Data Lake - from theory to practice. Tale about how we build ETL on Hadoop

In this article I want to tell about the next stage of development of DWH in Tinkoff Bank and about the transition from the paradigm of the classical DWH to the paradigm of Data Lake .

I want to start my story with such a funny picture:

')
Yes, a few years ago the picture was relevant. But now, with the development of technologies that are part of the Hadoop eco-system and the development of ETL platforms, it is legitimate to assert that ETL on Hadoop does not just exist, but that ETL on Hadoop has a great future. Further in article I will tell about how we build ETL on Hadoop in Tinkoff Bank.

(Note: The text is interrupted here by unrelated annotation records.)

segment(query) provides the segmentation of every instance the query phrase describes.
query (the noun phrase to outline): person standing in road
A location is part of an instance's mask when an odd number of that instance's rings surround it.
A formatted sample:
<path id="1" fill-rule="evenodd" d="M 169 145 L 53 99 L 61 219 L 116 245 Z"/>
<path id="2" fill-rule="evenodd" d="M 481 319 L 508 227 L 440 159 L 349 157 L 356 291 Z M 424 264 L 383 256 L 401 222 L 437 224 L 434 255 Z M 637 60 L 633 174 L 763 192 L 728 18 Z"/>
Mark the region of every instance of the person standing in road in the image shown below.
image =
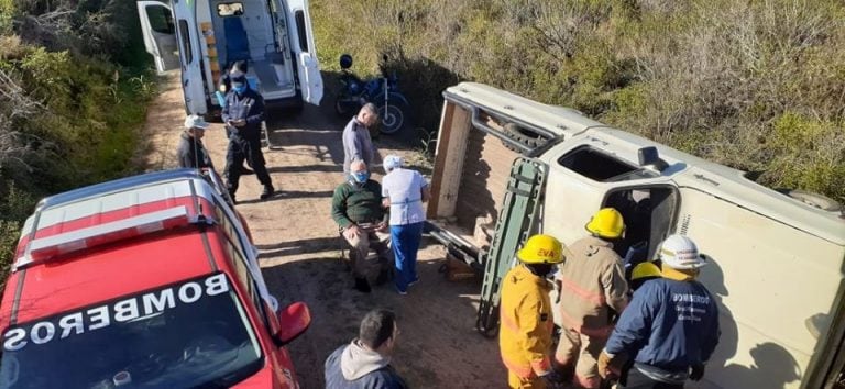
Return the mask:
<path id="1" fill-rule="evenodd" d="M 599 357 L 601 376 L 621 378 L 621 388 L 683 388 L 704 376 L 718 344 L 716 300 L 695 280 L 707 264 L 698 246 L 670 235 L 658 252 L 661 278 L 634 292 Z"/>
<path id="2" fill-rule="evenodd" d="M 417 275 L 417 251 L 422 240 L 422 223 L 426 212 L 422 203 L 431 196 L 428 182 L 417 170 L 402 167 L 402 157 L 388 155 L 384 158 L 382 197 L 384 207 L 391 208 L 391 242 L 396 266 L 396 291 L 406 294 L 408 287 L 419 280 Z"/>
<path id="3" fill-rule="evenodd" d="M 388 247 L 391 234 L 387 233 L 388 212 L 382 204 L 382 186 L 370 179 L 370 171 L 363 160 L 352 163 L 352 171 L 347 182 L 334 188 L 331 198 L 331 218 L 340 226 L 341 233 L 352 246 L 352 275 L 355 289 L 364 293 L 371 291 L 366 278 L 366 255 L 373 246 L 378 254 L 381 269 L 375 284 L 389 279 L 392 252 Z"/>
<path id="4" fill-rule="evenodd" d="M 222 119 L 230 131 L 229 147 L 226 151 L 227 186 L 232 200 L 238 191 L 241 178 L 241 167 L 244 159 L 255 170 L 255 176 L 264 186 L 261 199 L 273 196 L 275 189 L 264 166 L 264 154 L 261 152 L 261 123 L 264 121 L 264 99 L 250 89 L 246 76 L 238 69 L 230 74 L 232 89 L 226 95 L 226 107 Z"/>
<path id="5" fill-rule="evenodd" d="M 502 278 L 498 346 L 511 388 L 558 387 L 551 367 L 551 316 L 546 277 L 570 257 L 569 249 L 549 235 L 534 235 L 516 254 L 519 264 Z"/>
<path id="6" fill-rule="evenodd" d="M 232 66 L 227 68 L 227 71 L 223 71 L 223 75 L 220 76 L 220 81 L 218 82 L 217 92 L 215 92 L 215 96 L 217 97 L 217 102 L 220 104 L 220 109 L 222 110 L 226 108 L 226 95 L 229 93 L 230 90 L 232 90 L 232 82 L 230 80 L 229 74 L 231 70 L 238 70 L 240 73 L 246 74 L 246 70 L 249 69 L 249 65 L 245 60 L 235 60 Z M 228 140 L 232 135 L 232 131 L 229 126 L 226 126 L 226 138 Z M 249 160 L 246 160 L 249 163 Z M 254 175 L 255 171 L 252 169 L 246 168 L 246 166 L 241 167 L 241 176 L 244 175 Z"/>
<path id="7" fill-rule="evenodd" d="M 191 114 L 185 118 L 185 131 L 179 136 L 179 146 L 176 149 L 179 167 L 213 168 L 206 146 L 202 145 L 206 129 L 208 129 L 208 123 L 202 120 L 202 116 Z"/>
<path id="8" fill-rule="evenodd" d="M 370 138 L 370 127 L 378 122 L 378 110 L 375 104 L 367 102 L 358 115 L 349 121 L 343 129 L 343 173 L 349 174 L 349 165 L 353 160 L 363 160 L 372 166 L 375 159 L 375 146 Z"/>
<path id="9" fill-rule="evenodd" d="M 407 384 L 391 366 L 399 327 L 396 314 L 372 310 L 361 321 L 358 338 L 326 359 L 326 388 L 405 389 Z"/>
<path id="10" fill-rule="evenodd" d="M 614 315 L 628 301 L 622 258 L 613 251 L 625 222 L 618 211 L 604 208 L 585 227 L 590 236 L 570 246 L 573 257 L 556 277 L 561 286 L 557 309 L 562 325 L 555 369 L 580 387 L 599 388 L 599 353 L 613 331 Z"/>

From task to implementation

Before DWH management a big task was set - to analyze the interests and behavior of the Internet visitors of the bank site. DWH has two new data sources; big data is clickstream from the portal ( www.tinkoff.ru ) and the RTB (Real-Time Bidding) platform of the bank. Two sources generate a huge amount of textual semi-structured data, which of course does not suit the traditional DWH built in a bank on the massively parallel DBMS Greenplum . The Hadoop cluster was deployed in the bank, based on the Cloudera distribution, which then formed the basis of the target data warehouse, or rather the data lake, for external data.

Lake building concept

It was important at the initial stages to think over and fixed the conceptual architecture, which will need to be followed during the modeling of new structures for data storage and data loading work. We really didn’t want to turn our lake into a data swamp :) As in the classic DWH, we have identified the main conceptual data layers (see Fig. 1).

Fig.1 Concept

RAW - a layer of raw data, here we load files, logs, archives. Formats can be completely different: tsv, csv, xml, syslog, json, etc. etc.;
ODD - Operational Data Definition. Here we load data in a format close to the relational. The data here can be the result of preprocessing data from RAW before loading it into DDS;
DDS - Detail Data Store. Here we collect a consolidated detailed data model. To store the data in this layer, we chose the concept of a Data Vault ;
MART - data marts. Here we collect application data marts.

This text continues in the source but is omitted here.